Given the rapid evolution of tactics, defenders must shift from reactive to proactive stances. This includes:
  • Continuous Monitoring: Deploy solutions that monitor email flows within and across the organization, alerting on suspicious patterns.
  • Zero Trust Principles: Treat all communication, regardless of origin, with skepticism until thoroughly validated.
  • Regular Penetration Testing: Engage specialists to simulate internal and external phishing using the latest techniques to assess both technical and human vulnerabilities.
  • Security Posture Reviews: Frequently audit all feature use, roles, and permissions within the Microsoft 365 suite—disabling or constraining any function not explicitly needed for business continuity.

The Strategic Risk of Trusted Feature Abuse​

Trust remains at the core of digital relationships—both between coworkers and with technology platforms. Attackers exploiting features like Direct Send capitalize on this trust, shifting the balance in their favor. For organizations, this means an urgent need to reconsider what is implicitly trusted within their cloud environments.
Tools designed to make business smoother can, without vigilant oversight, become double-edged swords. Even with multi-million dollar security investments, one overlooked SMTP configuration can undermine an organization’s entire digital defense.

Conclusion​

The abuse of Microsoft 365’s Direct Send feature and unsecured SMTP relays marks a new frontier in internal phishing threats, where attackers cleverly disguise themselves as trusted insiders.
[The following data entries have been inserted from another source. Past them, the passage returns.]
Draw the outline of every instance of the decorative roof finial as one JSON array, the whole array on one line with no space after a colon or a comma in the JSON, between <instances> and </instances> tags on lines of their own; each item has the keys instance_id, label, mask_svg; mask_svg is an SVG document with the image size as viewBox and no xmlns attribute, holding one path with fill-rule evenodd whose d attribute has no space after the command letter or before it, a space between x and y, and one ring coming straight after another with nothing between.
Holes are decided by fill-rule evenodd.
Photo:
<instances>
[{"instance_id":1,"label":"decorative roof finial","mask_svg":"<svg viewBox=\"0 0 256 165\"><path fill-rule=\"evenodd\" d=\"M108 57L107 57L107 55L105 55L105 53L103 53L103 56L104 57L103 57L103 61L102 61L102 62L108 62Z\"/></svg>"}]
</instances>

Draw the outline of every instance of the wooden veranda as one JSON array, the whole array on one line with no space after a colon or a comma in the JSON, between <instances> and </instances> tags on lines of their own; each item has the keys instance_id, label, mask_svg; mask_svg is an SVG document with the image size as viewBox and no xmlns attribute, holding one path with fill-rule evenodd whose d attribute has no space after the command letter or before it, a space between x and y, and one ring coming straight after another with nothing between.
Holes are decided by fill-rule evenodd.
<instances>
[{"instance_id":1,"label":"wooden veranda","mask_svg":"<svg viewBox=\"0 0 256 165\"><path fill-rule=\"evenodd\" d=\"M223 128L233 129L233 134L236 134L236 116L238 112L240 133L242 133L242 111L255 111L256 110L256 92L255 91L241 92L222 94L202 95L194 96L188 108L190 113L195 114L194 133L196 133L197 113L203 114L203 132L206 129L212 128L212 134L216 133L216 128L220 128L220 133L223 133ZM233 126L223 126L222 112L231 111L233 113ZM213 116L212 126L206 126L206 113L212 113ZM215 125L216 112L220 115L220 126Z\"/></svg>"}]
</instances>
The campaign exposed by Proofpoint is not merely a matter of technical flaw, but a challenge to the trust-based model upon which modern business collaboration is built. Responding effectively requires not only technical expertise but also a strategic cultural shift—where trust is continually tested, and cloud configurations are treated as living entities demanding constant attention. Organizations that heed these lessons will be equipped to withstand the evolving landscape of cloud-enabled cyber threats; those that do not risk being the next front-page victim of digital deception.